Among the most commonly used radiological modalities, that is, sonography, computed tomography, and MRI, MRI remains the best diagnostic imaging technique to determine TMJ pathology [2] as MRI usually reveals the location, size, and density of the lesion, as well as its connection with the surrounding structures [1].

Despite their distinct entities, ganglion cysts and synovial cysts are often mistakenly used alternatively in the literature. Although ganglion cysts and synovial cysts seem similar clinically, synovial cysts are true cysts filled with synovial fluid and lined with endothelial cells because they are produced by the movement and herniation of the synovial lining due to an increased pressure in the associated joint. On the other hand, ganglion cysts, which are not connected to the joint cavity, appear to be developed from a myxoid degeneration of the collagenous tissue of the joint capsule. They are not true cysts because they lack a cellular lining and are made of a gelatinous, viscous material and surrounded by fibrous connective tissue [2]. These two kinds of cysts can be clearly differentiated from each other only through histological examination.

The treatment options of the ganglion cyst vary from conservative treatment to surgical removal. The surgical excision of symptomatic ganglion cysts of the TMJ remains the mainstay of the treatment, with the most common complication being recurrence due to incomplete excision. Surgical excision has usually been performed by using a preauricular approach and is considered to be the procedure of choice. Although there is a case establishing facial nerve palsy and intracranial extension, patients with asymptomatic lesions may undergo some period of conservative management, because there are some cases of spontaneous regression [4].

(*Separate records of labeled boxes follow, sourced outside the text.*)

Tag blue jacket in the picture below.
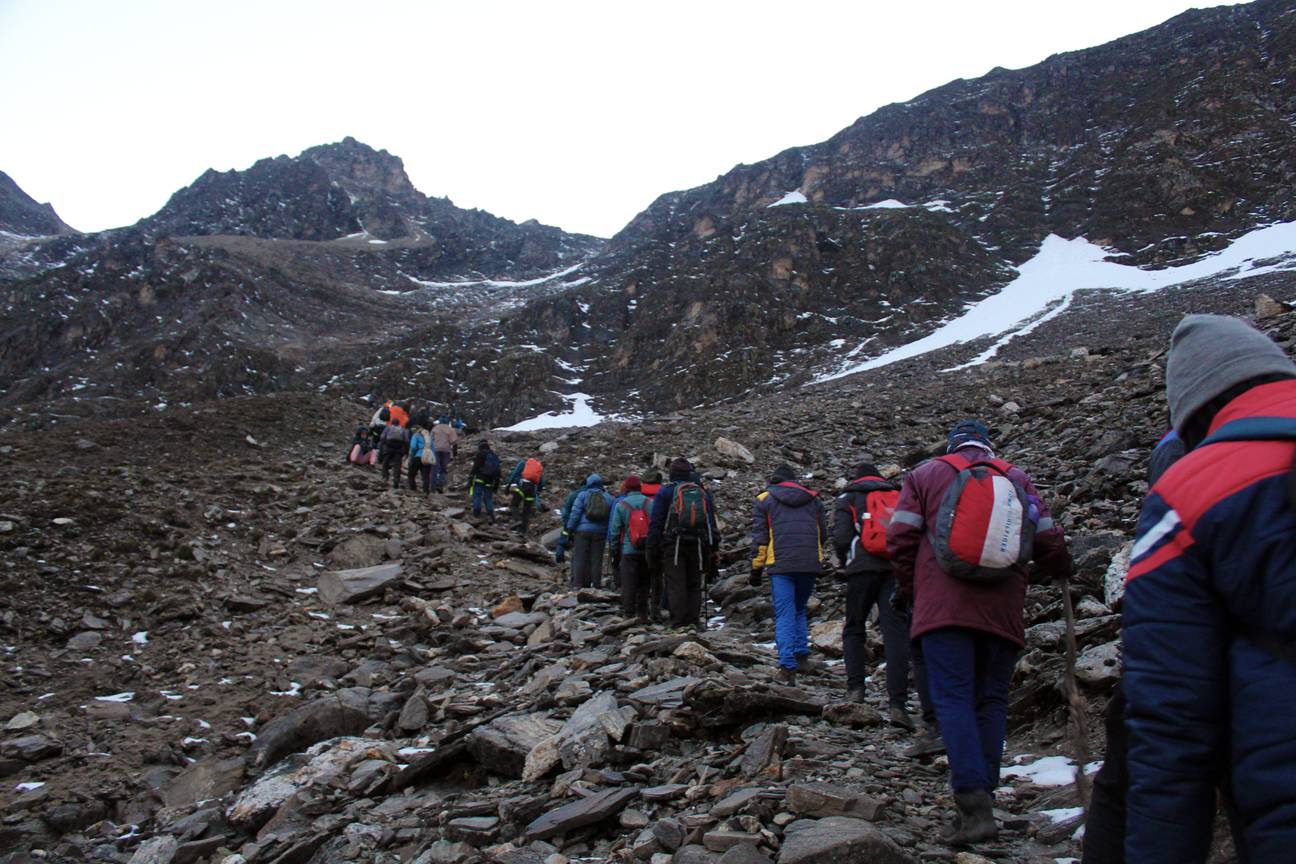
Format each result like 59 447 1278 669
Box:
1124 381 1296 864
565 474 612 535
752 483 828 574
608 491 652 556
648 479 721 549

We emphasize that if a patient has a mass adjacent to the TMJ and shows concomitant vague symptoms related to TMJ disorders such as headache, otalgia, TMJ sounds or crepitus, dizziness or vertigo, fullness of the ear, and tinnitus, surgeons must consider the possibility of a ganglion cyst of the TMJ [5]. We expect our rare case to be helpful to surgeons for making an early diagnosis and planning a treatment strategy for the ganglion cyst of the TMJ.

Notes

This article was presented at the 3rd Research and Reconstructive Forum on May 9.10, 2013, in Daegu, Korea.

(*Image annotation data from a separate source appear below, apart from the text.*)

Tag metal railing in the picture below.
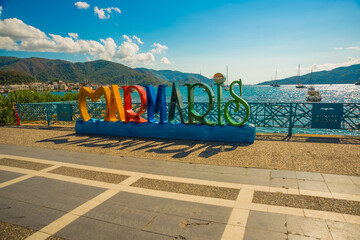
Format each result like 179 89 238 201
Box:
18 101 360 135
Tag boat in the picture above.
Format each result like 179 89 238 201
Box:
271 69 280 87
306 90 322 102
224 65 230 91
308 68 315 91
295 64 306 88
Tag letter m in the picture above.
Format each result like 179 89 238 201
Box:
145 85 167 123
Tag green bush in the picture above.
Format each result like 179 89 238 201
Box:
0 90 79 125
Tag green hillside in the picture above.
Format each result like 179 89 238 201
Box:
0 71 36 85
0 57 168 85
258 64 360 85
136 68 214 85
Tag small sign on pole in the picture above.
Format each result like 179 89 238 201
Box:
311 103 344 129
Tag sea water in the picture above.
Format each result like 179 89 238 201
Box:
52 84 360 136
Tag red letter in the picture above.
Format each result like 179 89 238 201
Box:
122 85 147 123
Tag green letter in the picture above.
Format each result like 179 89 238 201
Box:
185 83 215 125
224 79 250 127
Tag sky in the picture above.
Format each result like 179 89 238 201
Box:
0 0 360 84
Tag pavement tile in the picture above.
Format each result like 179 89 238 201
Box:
327 183 360 195
326 220 360 240
0 197 65 231
298 180 329 192
56 217 173 240
131 178 240 200
0 170 24 183
322 173 353 184
244 228 287 240
0 177 104 211
270 178 298 189
349 176 360 185
270 170 296 179
287 234 319 240
286 215 332 240
225 175 270 186
252 191 360 216
180 219 226 240
0 158 53 170
50 167 129 183
191 204 232 224
246 211 286 233
296 172 324 181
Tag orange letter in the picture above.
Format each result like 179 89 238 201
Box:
79 87 111 122
122 85 147 123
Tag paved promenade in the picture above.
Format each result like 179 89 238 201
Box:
0 124 360 240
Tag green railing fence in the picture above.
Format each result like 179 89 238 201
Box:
17 101 360 135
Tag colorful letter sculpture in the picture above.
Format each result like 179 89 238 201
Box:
75 74 255 143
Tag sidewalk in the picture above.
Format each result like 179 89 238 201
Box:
0 125 360 176
0 143 360 240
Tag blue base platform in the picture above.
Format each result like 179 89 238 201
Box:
75 119 255 143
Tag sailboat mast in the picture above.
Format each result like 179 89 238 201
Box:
226 65 229 86
296 64 300 84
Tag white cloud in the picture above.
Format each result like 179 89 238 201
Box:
151 43 168 54
160 57 171 64
304 57 360 72
75 1 90 9
0 18 46 41
133 35 144 44
0 18 167 65
0 37 19 51
94 7 121 19
346 46 360 51
69 33 79 39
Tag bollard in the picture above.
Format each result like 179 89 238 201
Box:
14 103 21 126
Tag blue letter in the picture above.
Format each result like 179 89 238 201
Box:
145 85 167 123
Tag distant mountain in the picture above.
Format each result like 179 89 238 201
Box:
258 64 360 85
136 68 214 85
0 71 37 85
0 56 168 85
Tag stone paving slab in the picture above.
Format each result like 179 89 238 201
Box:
0 170 24 183
252 191 360 216
131 178 239 200
0 144 360 239
57 217 174 240
50 167 129 183
244 211 360 240
0 177 104 211
0 158 52 170
0 197 65 230
57 192 231 239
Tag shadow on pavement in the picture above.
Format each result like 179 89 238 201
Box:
256 134 360 145
37 133 251 158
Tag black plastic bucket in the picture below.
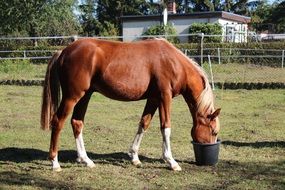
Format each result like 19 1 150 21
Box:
191 139 221 166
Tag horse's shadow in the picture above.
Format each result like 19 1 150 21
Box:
222 141 285 148
0 147 162 167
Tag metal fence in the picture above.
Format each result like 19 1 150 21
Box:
0 35 285 83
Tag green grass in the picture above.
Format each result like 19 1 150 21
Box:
203 63 285 83
0 60 47 80
0 86 285 189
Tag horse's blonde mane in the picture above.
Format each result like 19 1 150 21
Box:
173 44 214 115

No potential conflict of interest relevant to this article was reported.

References

1. Heng-Kun W, Yan-Ling G, Wen-Feng Z, et al. Ganglion cyst of the temporomandibular joint. Rev Stomatol Chir Maxillofac Chir Orale 2014;115:62–64. 24412035.
2. Chang YM, Chan CP, Kung Wu SF, et al. Ganglion cyst and synovial cyst of the temporomandibular joint. Two case reports. Int J Oral Maxillofac Surg 1997;26:179–181. 9180226.
3. Mumert ML, Altay T, Shelton C, et al. Ganglion cyst of the temporomandibular joint with intracranial extension in a patient presenting with seventh cranial nerve palsy. J Neurosurg 2012;116:310–312. 22117183.
4. Silva EC, Guimaraes AL, Gomes CC, et al. Ganglion cyst of the temporomandibular joint. Br J Oral Maxillofac Surg 2005;43:77–80. 15620782.
5. Akhter R, Morita M, Ekuni D, et al. Self-reported aural symptoms, headache and temporomandibular disorders in Japanese young adults. BMC Musculoskelet Disord 2013;14:58. 23384362.

Article information Continued

Fig. 1

(A) Preoperative axial T2-weighted magnetic resonance image. (B) Coronal T1-weighted magnetic resonance image shows a cystic lesion (white arrows) lateral to the left condyle.

Fig. 2

Intraoperative photograph showing the ganglion cyst in the lateral aspect of the temporomandibular joint capsule.

Fig. 3

(A) Histopathologic photomicrographs show a cystic wall of fibroconnective tissue with H&E, ×40. (B) Cystic wall consisted of a myxoid degeneration of the collagenous tissue (black arrow), ×200.